The Patient Self-Determination Act, passed by the U.S. Congress in 1990, requires health care facilities to provide information on "advance directives" to their patients upon admission. An advance directive states an individual's treatment choices.
It also allows you to name someone to make treatment decisions - to accept or refuse medial care - for you if at some point you cannot make them yourself, and the decision to make, after a person's death, an anatomical gift. This type of advance directive is often called a medical power of attorney, a durable power of attorney or a health care proxy. The person named in this type of advance directive can make all health care decisions for you that you could have made for yourself if you were able, whether or not you are terminally ill, or only those decisions you list.
According to the law, the person you choose cannot make decisions that he/she knows go against your religious beliefs, basic values, and stated preferences.

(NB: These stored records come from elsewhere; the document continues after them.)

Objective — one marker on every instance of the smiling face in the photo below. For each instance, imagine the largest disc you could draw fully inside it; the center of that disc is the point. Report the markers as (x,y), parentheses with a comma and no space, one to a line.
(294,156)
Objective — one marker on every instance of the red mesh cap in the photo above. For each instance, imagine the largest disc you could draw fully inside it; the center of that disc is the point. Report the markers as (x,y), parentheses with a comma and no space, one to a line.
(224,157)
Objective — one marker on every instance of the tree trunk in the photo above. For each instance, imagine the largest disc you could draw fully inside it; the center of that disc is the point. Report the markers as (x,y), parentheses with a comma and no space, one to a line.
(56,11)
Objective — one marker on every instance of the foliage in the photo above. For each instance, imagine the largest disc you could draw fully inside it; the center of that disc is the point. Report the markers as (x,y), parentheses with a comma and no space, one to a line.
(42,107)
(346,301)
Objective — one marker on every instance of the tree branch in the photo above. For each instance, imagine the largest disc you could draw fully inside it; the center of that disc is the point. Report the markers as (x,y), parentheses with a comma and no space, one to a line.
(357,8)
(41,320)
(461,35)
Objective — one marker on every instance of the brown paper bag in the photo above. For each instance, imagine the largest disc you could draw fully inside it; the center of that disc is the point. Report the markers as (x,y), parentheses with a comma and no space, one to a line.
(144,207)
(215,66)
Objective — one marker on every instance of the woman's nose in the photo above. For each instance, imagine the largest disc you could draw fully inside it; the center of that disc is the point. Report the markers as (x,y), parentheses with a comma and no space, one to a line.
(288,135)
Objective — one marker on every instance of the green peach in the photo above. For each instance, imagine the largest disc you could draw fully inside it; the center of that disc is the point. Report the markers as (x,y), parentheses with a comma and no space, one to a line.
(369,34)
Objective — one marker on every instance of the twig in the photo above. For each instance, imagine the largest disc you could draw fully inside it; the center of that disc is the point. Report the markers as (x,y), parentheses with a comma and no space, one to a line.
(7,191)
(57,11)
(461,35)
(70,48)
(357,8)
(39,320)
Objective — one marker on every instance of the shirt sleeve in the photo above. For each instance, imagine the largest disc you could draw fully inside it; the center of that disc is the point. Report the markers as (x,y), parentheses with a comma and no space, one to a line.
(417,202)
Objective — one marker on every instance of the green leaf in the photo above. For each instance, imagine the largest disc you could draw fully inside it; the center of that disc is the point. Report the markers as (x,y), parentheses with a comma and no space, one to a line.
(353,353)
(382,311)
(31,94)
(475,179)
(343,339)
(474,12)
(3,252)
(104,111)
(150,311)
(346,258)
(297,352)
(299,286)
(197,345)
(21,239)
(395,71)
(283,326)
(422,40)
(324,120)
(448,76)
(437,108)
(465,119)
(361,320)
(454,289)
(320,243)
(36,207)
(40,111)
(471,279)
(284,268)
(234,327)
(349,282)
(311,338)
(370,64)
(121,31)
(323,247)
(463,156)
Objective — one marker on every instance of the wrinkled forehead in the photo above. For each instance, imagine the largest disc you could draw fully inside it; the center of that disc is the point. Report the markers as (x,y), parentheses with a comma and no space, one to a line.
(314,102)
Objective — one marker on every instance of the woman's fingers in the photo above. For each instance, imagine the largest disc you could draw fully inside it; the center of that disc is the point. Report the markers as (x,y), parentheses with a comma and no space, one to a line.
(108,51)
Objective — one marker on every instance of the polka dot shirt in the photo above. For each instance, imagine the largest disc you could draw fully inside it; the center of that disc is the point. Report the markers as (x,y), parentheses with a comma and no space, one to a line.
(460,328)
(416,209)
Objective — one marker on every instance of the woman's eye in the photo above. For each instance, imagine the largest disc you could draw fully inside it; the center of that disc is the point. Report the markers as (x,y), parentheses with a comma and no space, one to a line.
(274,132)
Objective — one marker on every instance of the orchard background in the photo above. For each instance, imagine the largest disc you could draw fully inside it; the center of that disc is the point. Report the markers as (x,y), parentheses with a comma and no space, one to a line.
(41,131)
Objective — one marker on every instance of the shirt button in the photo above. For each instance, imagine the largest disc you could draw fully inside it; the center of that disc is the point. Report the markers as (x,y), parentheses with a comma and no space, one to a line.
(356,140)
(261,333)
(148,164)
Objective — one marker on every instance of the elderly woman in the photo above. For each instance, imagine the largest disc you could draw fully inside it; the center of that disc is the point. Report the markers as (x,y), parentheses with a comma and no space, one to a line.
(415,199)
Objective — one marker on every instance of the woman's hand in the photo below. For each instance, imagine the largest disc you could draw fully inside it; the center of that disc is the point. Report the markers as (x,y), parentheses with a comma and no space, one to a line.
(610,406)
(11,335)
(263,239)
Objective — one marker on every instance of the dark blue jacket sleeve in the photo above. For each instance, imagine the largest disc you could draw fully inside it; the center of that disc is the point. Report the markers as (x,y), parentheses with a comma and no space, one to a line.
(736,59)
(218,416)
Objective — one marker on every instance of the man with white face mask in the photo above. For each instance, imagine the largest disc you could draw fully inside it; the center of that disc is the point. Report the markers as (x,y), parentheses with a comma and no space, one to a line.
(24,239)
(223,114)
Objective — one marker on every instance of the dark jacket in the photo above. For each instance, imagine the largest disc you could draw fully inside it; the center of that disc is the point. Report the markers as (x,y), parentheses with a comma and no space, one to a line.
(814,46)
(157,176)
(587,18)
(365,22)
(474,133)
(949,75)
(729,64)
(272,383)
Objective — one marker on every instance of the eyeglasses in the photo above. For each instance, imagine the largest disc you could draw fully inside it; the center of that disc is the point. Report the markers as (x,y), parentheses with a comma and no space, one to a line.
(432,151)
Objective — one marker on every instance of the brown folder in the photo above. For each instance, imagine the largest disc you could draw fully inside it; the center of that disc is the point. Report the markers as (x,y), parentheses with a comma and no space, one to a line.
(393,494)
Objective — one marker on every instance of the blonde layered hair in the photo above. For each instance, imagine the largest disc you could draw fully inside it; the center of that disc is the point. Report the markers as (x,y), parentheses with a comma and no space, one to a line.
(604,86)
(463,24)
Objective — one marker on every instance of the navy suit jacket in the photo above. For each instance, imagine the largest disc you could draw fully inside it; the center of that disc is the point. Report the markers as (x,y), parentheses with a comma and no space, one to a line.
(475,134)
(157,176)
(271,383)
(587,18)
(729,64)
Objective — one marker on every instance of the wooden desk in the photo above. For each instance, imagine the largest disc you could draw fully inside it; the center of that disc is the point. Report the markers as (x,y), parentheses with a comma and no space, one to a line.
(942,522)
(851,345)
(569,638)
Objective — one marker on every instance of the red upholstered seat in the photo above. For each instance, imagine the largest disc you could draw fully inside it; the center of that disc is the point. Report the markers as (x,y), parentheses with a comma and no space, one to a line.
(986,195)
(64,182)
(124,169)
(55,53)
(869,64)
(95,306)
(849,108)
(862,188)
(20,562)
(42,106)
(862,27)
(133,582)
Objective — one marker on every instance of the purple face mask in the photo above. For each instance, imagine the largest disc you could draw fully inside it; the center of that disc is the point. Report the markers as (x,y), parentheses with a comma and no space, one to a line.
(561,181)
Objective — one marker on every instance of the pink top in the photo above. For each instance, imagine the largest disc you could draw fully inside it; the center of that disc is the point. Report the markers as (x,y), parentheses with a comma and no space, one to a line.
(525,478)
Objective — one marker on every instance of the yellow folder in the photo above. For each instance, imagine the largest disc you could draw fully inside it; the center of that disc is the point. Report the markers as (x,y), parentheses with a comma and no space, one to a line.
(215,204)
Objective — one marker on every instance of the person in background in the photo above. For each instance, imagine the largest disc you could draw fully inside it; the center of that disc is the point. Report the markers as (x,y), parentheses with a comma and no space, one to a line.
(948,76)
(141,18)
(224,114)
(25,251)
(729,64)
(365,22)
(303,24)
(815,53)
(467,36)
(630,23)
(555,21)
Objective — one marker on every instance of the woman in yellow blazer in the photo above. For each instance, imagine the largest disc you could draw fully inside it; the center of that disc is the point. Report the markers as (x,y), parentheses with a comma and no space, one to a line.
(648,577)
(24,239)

These documents are signed, dated and witnessed by two individuals and may be completed any time prior to or during hospitalization.
Upon your admission to Bayfront Health Dade City, you will be asked if you have an advanced directive. If you do not, you will be offered information on your rights to make advance decisions regarding your medical care. You do not have to make an advance directive. The decision is yours to make.
If you do have an advance directive, it is important that we obtain a copy for your medical record. If you do not have a copy of your advance directive with you, you will be asked to advise your physician and nurse of the content in your document.
At no time will the provision of care be conditioned upon the existence of an advance directive nor will a patient be discriminated against because of the existence of an advance directive.